I have a 2 year old male shepherd/lab mix named Jack. He has decent manners and has most of the basic commands down. However, we're having issues with his recall. "come" seems to be the one command we are really struggling with. He knows how to but when he's distracted....he comes when he wants to. Has anyone else struggled with recall issues? If so, what is the best way you have found to get your fur baby to come when called? Thanks in advance! Hope you all are staying safe and healthy during these crazy times!

- Jen

also, I attached a picture just because


----------



## Chip Blasiole (May 3, 2013)

Don't give him the option of not to come.


----------



## CeraDean (Jul 9, 2019)

Thanks for the picture. What a great expression.

One thing we do for recall work is make it a game. I do something I was taught called ‘cookie toss recall’. It’s basically say ‘come’ and when the dog comes I toss a treat back between my legs and let him run through my legs, and then jog away, turn and call the dog again. And repeat. It’s great fun for the dog and really makes the word ‘come’ a blast. I attached a training video of the exercise below.

Cookie toss recall video


----------



## Bramble (Oct 23, 2011)

Your currently recall cue is likely poisoned and you'll need to choose a new recall cue and start fresh. There is a ton of info on teaching a recall. A big thing is do not call your dog if you aren't willing to bet money of them coming. Using a cue when you can't back it up only teaches your dog it is optional and something they can do when they feel like. Find a method you like and follow through.

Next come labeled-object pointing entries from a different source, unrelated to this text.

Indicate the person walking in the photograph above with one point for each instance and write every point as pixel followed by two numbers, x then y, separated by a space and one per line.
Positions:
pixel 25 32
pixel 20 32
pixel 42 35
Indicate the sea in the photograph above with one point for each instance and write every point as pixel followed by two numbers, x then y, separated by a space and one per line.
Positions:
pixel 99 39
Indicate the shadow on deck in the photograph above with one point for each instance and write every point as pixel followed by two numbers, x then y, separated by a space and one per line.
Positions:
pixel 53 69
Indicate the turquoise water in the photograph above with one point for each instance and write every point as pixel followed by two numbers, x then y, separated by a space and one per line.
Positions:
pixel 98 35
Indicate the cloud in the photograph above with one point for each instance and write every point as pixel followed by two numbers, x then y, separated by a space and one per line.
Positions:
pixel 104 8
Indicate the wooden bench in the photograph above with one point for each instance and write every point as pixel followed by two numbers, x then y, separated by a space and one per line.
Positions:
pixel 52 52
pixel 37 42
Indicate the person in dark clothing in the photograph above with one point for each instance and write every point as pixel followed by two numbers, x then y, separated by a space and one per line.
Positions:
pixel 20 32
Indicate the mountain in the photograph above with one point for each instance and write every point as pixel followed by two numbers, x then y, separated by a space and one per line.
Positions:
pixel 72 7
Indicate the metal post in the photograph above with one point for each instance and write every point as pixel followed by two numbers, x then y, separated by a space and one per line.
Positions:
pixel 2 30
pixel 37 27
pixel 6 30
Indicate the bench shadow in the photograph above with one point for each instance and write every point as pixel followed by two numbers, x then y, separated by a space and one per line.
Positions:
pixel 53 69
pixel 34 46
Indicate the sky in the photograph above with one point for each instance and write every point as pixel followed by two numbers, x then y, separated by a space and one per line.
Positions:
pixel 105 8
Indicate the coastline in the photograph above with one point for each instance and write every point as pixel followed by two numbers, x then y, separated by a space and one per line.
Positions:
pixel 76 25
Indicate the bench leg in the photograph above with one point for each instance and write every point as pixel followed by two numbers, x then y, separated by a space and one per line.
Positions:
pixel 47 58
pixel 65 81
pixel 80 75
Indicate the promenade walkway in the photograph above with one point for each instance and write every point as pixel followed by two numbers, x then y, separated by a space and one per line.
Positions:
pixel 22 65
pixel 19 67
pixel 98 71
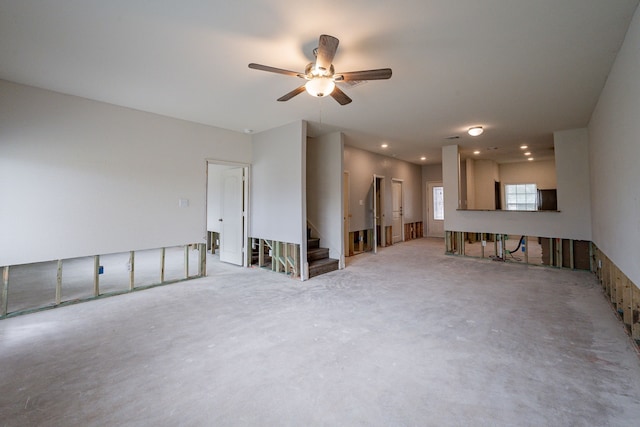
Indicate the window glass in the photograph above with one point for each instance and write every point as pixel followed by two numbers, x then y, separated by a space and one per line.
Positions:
pixel 521 197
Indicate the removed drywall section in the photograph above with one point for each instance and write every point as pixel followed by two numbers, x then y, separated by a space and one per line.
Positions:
pixel 81 177
pixel 324 191
pixel 362 165
pixel 614 152
pixel 278 184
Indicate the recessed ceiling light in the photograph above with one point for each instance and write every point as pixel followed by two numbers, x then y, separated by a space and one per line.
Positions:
pixel 475 131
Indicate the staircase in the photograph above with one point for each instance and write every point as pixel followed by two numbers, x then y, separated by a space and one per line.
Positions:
pixel 318 259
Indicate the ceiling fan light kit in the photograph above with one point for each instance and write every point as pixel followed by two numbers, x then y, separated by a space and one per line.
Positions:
pixel 321 76
pixel 476 130
pixel 320 86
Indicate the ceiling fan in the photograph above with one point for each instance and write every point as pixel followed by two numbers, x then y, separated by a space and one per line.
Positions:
pixel 320 75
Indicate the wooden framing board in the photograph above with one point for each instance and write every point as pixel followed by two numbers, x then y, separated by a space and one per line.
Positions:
pixel 186 261
pixel 635 313
pixel 132 261
pixel 163 255
pixel 202 265
pixel 5 290
pixel 96 275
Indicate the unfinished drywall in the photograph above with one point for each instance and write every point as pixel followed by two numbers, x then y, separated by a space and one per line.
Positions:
pixel 573 197
pixel 614 150
pixel 362 165
pixel 80 177
pixel 324 185
pixel 278 184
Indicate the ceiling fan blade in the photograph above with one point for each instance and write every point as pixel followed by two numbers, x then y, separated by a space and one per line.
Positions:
pixel 274 70
pixel 340 96
pixel 327 47
pixel 379 74
pixel 296 91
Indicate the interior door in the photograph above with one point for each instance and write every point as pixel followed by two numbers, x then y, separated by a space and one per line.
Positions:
pixel 232 234
pixel 376 219
pixel 435 209
pixel 347 215
pixel 396 222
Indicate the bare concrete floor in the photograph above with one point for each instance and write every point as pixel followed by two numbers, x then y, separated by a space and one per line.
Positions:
pixel 405 337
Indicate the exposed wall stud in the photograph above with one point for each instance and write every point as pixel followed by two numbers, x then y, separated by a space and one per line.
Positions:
pixel 132 259
pixel 162 259
pixel 186 261
pixel 96 275
pixel 59 283
pixel 203 261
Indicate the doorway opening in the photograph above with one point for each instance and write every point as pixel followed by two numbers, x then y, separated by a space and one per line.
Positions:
pixel 397 227
pixel 227 207
pixel 435 209
pixel 379 229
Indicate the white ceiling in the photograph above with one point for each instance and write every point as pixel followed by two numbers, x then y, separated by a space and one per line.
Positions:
pixel 520 68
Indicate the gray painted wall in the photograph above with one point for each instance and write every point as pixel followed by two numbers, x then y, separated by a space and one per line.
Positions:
pixel 573 220
pixel 362 165
pixel 324 192
pixel 81 177
pixel 278 184
pixel 614 150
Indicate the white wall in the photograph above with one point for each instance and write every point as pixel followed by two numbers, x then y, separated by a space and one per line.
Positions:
pixel 573 197
pixel 614 152
pixel 81 177
pixel 278 184
pixel 362 165
pixel 324 191
pixel 486 174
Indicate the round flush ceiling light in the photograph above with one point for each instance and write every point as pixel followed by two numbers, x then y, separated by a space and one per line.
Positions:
pixel 475 131
pixel 320 86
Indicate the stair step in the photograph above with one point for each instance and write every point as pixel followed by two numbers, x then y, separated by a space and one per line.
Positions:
pixel 322 266
pixel 317 253
pixel 313 243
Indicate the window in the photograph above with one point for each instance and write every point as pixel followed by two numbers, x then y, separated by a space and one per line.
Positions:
pixel 438 203
pixel 521 197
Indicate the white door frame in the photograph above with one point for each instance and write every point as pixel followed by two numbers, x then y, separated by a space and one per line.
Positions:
pixel 401 181
pixel 379 210
pixel 429 197
pixel 247 208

How to Get a Recall - Denise Fenzi's Blog


The standard answer is, “Make it worth the dog’s while”. Odds of this approach to recall training working go up quite a lot under a few circumstances: 1. Your dog isn’t hugely self confident. Dogs that are a little nervous on their own have a natural inclination to stay relative close. That...




denisefenzi.com









__





Leerburg On Demand | Training the Recall with Michael Ellis







leerburg.com


----------



## IllinoisNative (Feb 2, 2010)

I’m not a trainer, but my dogs have always had a solid recall. I never tell them to come if I can’t make them come should they chose to ignore me. I do this by keeping a 30 foot line on the dog. I say come. If they come, they get a party. A treat, a ball, affection. Whatever makes them crazy happy. If they don’t come, I use the line to reel them in, and then reward. Important note: they never get in trouble when they come to me no matter what.

One more thing, I teach come in different voices...stressed, angry, happy. They get a party no matter my voice. This is because my voice may be worried, or stresses when I need them to come.


----------



## Jenny720 (Nov 21, 2014)

Yes a big party every time they Listen and set them up for success. A lot of practice in low distracting settings with lots of praise and their favorite treat or game to follow. You do not want them to practice blowing you off. In this instance it’s best to get their attention back on you before if they are to heavily focused on a distraction deer etc . Knowing their body language helps. If they pick up a deer scent in the trails off lead and look fully alert in a particular direction for example I will say “leave it” which has been learned first with out heavy distraction this brings their minds back to me. If you find your dog has had to many opportunities to blow you find another recall word and it is important that this recall is used to be set up for success. Long leads can be used at first and depending on your goals ecollar can be used to proof off leash around heavy distractions such as deer etc. depending on your setbacks or goals.
video -max doing a recall with no distractions.
Photo of Max and Luna with swans in the background.

__
http://instagr.am/p/BSR4Hrlleki/


----------



## Stuckey (Feb 1, 2020)

Get a throw chain.


----------